The process of adding and removing items from a stack is called push and pop.
  • Push (x, s) - Is the equivalent of adding an item onto the stack. This method definition means "to push item x onto the stack s".

  • Pop (s) - Is the equivalent of removing the top most item from the stack. This method definition means "to pop the top most item from stack s".

Push and pop are the two most basic operations that are performed on any stack. There is a third operation top (also known as peek), that is sometimes defined. 
  • Top/Peek (s) - Is the equivalent of asking "which item is at the top of the stack". It returns the requested item (if any) without removing it from the stack.


Queues - 

The queue data structure is just as literal as the definition for a stack. Imagine a single filed line of people at a bank like the illustration below.



Figure 2 - A queue of people in a line

Figure 2 illustrates exactly what a queue data structure represents. The person at the front of the line is the first one out of the line, all new people must follow the rules and line up at the end, no queue jumping or asking for favours. 

A queue functions as a "First in First Out" (FIFO) data structure. The two main operations to add and remove items from a queue are called enqueue and dequeue.

  • Enqueue (x, q) - Is the equivalent of "insert item x at the end of the queue q" or telling someone to line up at the end of the line. 

  • Dequeue(q) - Is the equivalent of "remove and return the first item from the queue q", or having the bank teller say "next person please!".

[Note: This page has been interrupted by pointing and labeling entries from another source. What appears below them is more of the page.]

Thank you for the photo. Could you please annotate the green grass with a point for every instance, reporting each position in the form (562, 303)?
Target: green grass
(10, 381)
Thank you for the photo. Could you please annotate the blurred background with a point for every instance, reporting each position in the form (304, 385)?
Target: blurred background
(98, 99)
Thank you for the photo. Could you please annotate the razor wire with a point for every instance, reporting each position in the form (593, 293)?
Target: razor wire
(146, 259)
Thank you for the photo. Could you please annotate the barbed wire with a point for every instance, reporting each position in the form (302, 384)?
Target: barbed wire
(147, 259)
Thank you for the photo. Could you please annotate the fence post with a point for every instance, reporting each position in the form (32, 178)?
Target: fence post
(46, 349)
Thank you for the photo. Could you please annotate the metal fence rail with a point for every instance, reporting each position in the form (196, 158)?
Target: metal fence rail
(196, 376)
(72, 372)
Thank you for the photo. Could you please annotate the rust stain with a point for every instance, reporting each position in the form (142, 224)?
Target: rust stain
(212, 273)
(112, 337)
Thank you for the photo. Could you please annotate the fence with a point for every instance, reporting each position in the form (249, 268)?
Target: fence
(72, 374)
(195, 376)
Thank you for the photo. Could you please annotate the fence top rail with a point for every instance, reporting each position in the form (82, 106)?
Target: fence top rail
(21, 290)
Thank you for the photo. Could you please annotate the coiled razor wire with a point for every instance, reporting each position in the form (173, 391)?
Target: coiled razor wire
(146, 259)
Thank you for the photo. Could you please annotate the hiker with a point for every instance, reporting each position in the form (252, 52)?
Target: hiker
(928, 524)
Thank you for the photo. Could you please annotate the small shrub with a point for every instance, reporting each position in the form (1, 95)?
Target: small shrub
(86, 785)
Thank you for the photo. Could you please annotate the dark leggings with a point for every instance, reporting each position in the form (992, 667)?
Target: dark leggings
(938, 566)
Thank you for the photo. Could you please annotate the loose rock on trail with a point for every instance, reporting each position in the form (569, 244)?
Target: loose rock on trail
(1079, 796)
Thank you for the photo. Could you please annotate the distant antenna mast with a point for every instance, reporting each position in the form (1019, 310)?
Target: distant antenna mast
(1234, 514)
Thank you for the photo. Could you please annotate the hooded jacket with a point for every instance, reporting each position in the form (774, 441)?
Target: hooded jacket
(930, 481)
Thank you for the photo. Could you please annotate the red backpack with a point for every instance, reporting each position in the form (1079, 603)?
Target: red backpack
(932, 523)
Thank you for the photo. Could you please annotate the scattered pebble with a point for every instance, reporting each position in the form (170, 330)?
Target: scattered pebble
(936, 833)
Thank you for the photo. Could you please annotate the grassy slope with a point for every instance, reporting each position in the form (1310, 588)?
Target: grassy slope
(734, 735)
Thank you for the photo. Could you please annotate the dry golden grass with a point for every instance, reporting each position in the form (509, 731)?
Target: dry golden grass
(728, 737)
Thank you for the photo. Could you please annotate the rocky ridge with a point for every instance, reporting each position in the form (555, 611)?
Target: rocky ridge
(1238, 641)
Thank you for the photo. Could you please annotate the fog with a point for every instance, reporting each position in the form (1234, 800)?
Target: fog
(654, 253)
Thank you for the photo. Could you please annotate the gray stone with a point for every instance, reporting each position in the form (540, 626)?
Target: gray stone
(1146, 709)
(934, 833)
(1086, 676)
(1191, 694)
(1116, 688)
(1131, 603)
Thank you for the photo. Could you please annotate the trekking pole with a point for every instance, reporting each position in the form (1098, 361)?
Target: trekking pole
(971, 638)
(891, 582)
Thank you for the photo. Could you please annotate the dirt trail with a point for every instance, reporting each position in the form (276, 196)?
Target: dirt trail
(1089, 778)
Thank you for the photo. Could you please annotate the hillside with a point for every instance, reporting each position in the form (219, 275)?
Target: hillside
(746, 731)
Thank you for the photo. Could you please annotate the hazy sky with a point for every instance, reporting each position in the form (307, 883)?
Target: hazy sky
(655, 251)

These are the two most basic operations on a queue, however like a stack, there is also a third operation that can also be implemented, front (or peek).
  • Front/Peek(q) - Is the equivalent of looking to see who's at the front of the queue, without actually removing them from the line. 

Summary - 

Stacks and queues can be implemented with both arrays and linked structures. To determine which structure is best to use is dependant on the situation.

If the we know the size of the stack or queue in advance, then we can use an array, otherwise it would be better to use a linked list since it is more dynamic when adding additional items. 

Stacks are useful to use when retrieval order of items does not really matter like in batch jobs. It is also useful for reversing a particular order of items since we can take advantage of the "Last in First Out" property of a stack.

Queues are useful when we want to control the waiting times for particular items. A queue allows us to minimise the maximum waiting time.  It is also useful if ordering of items is important.